第11話 転生悪役令嬢の仕切り直し
奇妙な緊張感が走っている。
時は昼過ぎ、場所はバルクの執務室。
部屋の主のバルクは実に何とも言いがたいと複雑な表情を浮かべていた。
今、バルクは上座にあたる執務机についている。対して下座の椅子にすわるのはバルクが仕える主の娘のルゼナ・ダンゼルクの私。
何度も立ち上がろうとするバルクを目で抑え涼しい顔をして見せる私は口を開かない。
だから、この部屋には奇妙な緊張感が走っている。
「お嬢様……。これは、一体どういう事でしょうか」
「バルク。貴方に教えを乞いに来たのよ」
ーバルクの表情が歪んだ。
そもそも日本で爆発的人気を得た某執事漫画のせいだ。いや、私も大好きだからこれは言いがかりだとわかってはいる。
つまり、何が言いたいかといえば。私は「執事」という仕事をわかっていないということなのだ。
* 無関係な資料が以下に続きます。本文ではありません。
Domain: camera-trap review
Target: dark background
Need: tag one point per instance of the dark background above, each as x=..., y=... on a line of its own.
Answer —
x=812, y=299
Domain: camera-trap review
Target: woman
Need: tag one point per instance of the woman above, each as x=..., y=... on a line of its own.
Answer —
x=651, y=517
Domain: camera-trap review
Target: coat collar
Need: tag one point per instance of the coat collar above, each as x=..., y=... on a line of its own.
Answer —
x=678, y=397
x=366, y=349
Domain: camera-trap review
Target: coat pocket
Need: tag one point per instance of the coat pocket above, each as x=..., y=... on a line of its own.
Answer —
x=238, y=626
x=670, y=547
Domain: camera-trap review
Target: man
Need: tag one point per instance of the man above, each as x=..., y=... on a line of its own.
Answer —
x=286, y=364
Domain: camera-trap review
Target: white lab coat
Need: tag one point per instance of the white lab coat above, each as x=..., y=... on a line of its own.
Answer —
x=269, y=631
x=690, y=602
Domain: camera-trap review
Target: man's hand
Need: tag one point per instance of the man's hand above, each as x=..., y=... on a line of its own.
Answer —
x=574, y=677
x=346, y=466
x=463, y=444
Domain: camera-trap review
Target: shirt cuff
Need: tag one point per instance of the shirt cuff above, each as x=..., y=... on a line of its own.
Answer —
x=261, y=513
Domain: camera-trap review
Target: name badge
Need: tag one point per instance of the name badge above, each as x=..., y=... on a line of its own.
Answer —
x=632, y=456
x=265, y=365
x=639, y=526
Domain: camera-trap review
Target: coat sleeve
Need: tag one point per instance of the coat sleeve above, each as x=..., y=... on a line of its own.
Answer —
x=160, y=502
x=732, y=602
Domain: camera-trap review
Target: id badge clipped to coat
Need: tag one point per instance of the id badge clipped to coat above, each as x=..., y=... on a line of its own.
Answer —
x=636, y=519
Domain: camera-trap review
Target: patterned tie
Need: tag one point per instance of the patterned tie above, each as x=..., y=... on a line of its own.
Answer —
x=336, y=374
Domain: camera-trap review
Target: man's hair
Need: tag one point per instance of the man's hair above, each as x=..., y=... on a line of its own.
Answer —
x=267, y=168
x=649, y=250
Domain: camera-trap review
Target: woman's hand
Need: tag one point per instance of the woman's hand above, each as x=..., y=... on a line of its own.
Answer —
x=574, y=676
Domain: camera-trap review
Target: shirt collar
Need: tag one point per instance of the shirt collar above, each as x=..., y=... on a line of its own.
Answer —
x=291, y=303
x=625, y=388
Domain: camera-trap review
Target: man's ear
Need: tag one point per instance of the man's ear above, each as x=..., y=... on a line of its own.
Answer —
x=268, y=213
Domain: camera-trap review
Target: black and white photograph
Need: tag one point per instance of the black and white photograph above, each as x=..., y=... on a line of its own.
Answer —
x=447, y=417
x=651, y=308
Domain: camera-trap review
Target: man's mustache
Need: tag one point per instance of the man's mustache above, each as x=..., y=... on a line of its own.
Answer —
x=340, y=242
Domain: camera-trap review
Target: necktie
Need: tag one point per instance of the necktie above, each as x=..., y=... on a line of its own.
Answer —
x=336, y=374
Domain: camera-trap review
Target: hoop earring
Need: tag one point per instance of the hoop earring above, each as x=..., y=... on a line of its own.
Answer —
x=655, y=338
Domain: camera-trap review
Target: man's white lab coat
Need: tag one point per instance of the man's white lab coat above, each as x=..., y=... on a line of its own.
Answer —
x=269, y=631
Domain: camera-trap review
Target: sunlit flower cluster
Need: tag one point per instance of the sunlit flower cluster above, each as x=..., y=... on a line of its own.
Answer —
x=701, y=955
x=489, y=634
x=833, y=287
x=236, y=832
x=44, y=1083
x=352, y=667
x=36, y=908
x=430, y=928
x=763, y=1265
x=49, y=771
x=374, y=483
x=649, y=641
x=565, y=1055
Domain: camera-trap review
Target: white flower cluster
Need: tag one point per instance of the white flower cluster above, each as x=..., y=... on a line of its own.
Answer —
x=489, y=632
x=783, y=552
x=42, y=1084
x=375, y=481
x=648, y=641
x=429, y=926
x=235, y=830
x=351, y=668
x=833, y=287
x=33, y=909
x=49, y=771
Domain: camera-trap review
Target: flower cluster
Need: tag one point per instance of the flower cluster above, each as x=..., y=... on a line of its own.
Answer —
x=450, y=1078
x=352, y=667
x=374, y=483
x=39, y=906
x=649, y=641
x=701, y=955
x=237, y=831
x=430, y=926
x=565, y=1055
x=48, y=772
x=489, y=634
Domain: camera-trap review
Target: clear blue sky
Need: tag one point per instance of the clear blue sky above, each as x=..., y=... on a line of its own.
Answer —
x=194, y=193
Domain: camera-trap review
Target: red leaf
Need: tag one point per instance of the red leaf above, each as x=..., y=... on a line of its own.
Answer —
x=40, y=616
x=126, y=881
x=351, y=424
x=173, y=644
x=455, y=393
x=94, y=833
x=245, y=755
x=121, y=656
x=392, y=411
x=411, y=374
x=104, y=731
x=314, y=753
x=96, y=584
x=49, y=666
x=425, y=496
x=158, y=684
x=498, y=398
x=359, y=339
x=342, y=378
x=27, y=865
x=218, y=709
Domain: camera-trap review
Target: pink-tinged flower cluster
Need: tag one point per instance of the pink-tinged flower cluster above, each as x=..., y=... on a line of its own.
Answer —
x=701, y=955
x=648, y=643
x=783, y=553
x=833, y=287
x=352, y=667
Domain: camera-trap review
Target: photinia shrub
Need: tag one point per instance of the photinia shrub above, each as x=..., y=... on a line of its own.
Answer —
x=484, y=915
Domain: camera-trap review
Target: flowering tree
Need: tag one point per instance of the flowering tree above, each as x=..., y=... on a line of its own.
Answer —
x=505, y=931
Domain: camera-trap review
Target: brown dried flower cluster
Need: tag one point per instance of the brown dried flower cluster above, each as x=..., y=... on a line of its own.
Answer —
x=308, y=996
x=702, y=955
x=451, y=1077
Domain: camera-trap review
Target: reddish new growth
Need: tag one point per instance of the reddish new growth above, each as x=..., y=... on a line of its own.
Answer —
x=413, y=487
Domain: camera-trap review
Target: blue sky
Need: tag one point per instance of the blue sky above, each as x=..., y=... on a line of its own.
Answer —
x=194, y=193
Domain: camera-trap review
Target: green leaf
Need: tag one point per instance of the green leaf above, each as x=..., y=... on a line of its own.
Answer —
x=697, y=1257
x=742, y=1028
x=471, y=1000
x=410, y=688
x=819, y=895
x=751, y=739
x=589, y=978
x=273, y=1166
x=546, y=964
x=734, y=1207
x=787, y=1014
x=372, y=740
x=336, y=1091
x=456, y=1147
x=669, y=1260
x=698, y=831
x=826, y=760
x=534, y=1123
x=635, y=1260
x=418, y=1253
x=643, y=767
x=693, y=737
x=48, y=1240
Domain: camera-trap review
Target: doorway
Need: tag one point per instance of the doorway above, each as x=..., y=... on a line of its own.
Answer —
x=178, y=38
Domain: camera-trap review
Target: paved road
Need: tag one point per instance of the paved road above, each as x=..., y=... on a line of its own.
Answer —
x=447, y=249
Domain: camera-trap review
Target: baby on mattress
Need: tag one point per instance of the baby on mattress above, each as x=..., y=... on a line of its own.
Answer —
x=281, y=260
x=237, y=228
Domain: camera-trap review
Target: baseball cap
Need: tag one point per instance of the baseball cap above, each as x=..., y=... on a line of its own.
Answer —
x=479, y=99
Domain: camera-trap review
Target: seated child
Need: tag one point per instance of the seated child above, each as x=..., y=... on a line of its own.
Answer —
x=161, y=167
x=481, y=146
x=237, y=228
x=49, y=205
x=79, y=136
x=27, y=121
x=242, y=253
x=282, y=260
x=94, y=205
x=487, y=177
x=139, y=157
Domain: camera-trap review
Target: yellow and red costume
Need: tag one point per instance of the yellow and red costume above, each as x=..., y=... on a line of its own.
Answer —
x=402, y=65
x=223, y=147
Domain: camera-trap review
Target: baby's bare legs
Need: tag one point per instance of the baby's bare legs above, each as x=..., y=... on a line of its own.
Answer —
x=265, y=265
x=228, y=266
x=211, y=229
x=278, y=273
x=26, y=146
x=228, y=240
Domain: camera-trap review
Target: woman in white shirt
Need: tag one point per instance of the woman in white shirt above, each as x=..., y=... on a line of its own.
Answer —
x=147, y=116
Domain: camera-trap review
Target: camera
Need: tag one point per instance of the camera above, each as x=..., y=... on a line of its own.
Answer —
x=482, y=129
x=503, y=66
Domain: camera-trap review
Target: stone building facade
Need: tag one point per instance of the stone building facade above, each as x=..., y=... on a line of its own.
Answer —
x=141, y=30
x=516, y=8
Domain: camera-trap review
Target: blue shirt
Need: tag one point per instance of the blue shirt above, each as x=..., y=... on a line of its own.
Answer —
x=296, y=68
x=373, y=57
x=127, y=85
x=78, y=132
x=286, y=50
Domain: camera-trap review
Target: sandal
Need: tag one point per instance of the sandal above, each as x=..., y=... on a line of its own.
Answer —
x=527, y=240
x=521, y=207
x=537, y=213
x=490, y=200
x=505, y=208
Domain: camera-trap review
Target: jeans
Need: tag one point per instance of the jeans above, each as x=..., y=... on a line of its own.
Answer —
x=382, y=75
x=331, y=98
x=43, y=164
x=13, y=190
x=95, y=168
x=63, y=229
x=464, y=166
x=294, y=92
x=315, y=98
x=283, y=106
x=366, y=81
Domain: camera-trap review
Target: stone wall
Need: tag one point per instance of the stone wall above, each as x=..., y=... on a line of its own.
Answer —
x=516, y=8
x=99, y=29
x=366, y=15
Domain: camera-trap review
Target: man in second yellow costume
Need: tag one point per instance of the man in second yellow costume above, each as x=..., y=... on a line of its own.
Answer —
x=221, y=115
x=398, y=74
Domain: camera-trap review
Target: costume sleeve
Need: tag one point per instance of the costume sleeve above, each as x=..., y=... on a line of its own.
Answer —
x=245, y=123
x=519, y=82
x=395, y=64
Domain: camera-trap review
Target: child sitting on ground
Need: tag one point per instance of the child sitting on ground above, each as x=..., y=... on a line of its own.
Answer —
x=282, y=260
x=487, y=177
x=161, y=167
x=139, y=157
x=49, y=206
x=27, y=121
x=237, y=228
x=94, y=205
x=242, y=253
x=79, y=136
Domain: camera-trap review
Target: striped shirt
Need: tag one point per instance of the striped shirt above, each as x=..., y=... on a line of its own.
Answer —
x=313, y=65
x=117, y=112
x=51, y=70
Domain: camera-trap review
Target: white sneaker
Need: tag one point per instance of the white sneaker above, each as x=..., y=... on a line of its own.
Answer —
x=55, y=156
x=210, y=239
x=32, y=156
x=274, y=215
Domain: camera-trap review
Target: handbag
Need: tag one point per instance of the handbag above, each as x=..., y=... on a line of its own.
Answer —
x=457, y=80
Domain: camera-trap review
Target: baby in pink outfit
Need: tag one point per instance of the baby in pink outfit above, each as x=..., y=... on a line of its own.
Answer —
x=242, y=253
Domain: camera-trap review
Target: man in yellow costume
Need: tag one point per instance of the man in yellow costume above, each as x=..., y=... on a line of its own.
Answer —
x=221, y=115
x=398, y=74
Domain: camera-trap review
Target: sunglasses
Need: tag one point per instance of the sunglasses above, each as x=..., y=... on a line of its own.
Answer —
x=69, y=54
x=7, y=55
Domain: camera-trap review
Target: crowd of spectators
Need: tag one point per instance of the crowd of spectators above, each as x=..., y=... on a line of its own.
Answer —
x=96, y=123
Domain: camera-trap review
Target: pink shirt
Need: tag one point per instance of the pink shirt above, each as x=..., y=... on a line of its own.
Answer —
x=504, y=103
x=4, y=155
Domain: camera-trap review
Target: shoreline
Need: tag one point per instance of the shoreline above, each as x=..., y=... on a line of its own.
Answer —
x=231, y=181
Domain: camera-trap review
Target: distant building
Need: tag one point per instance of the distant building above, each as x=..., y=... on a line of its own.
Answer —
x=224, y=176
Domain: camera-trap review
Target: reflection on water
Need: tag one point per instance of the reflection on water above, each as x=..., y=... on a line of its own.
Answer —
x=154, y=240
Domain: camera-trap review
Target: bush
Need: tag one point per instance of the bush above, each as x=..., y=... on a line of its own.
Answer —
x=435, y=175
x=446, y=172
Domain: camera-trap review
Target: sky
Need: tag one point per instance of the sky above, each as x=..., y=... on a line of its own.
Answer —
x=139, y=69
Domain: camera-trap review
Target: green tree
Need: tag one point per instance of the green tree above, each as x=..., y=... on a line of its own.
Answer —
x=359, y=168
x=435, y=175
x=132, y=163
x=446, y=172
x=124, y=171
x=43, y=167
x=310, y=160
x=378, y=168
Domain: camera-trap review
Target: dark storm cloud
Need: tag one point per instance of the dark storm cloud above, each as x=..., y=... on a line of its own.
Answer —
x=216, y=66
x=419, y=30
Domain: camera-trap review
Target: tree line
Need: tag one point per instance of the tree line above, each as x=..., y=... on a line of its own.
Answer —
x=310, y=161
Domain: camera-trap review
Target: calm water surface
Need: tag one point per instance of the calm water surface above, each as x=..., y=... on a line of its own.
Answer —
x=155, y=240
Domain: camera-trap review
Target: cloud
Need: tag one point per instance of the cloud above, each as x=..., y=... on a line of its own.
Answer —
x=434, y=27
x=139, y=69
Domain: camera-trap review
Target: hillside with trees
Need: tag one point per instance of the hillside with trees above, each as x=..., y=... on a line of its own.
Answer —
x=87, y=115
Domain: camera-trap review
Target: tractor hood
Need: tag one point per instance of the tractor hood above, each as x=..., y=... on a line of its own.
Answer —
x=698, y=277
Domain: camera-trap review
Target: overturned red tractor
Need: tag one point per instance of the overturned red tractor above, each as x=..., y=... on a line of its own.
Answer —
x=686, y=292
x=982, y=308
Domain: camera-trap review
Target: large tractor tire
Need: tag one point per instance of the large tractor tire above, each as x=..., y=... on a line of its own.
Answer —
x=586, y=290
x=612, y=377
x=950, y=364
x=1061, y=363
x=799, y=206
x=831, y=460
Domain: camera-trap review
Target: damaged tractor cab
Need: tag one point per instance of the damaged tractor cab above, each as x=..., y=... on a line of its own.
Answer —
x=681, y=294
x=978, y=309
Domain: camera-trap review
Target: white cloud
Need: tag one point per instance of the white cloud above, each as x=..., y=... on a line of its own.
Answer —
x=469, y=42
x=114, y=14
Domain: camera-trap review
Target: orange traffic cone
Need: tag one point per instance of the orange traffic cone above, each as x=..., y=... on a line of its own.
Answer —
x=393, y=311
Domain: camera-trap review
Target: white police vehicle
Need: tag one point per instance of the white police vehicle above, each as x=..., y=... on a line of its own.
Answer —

ルゼナは、使用人に興味がなかった。そして、私も馴染みがないから某執事のイメージで見てしまったのだ。
その上、先日シェームスと話してお仕置きがお仕置きになっていない事が判明し、私は反省した。
執事の仕事を一通りでも知ってきちんとお仕置きをしよう。そう決めたのだ。
なら、なぜアルリックにお使いに行かせてまで、バルクの元へ来たのか。そして、部屋の主であるとは言えバルクを上座に座らせて置くのか。
半分はお仕置き相手のアルリックに聞くなんて出来ないという理由で、あとの半分はバルクへの嫌がらせだ。
それは先程バルクが見せた表情で、成功したといえるだろう。
仕方ありませんね、とバルクは話してくれた。
それによると、確かに主の行動に付き添い命に従うが、それ以外の時間は屋敷の管理を任されいて、各担当者に指示を出していくのが主だという。
某執事漫画のように執事から庭師までこなす事はないという。使用人が少ない屋敷ならそれもあろうが、公爵家ある我が屋敷でそのような事はあり得ない。
ざっくりと教えてくれた後、バルクは困った顔を見せた。
「お嬢様。これをお聞きになるのは今回限りにして下さいませ」
「どうして?」
「料理人はお嬢様の為に料理を作りますが、作る課程を知って頂きたいのではなく、お嬢様に美味しく召し上がって頂きたいのです。私どもも同じでございます。……おわかり頂けますか」
そう言えば、執事は究極のサービス業だとも言われると聞いたことがある。気付かれないくらい行き届いた環境を整えるのが仕事の達成であり、私が裏側を見るのは彼らに満足していない、もしくは信用してないと言っているようにもとれるのかもしれない。
「わかったわ。もうしない」
私は約束した。
分かった事はもうひとつある。この屋敷には「執事」が二人いるということだ。だが、この家の管理する司令塔は、バルク一人でいい。では、もう一人はどうしている?何をしている?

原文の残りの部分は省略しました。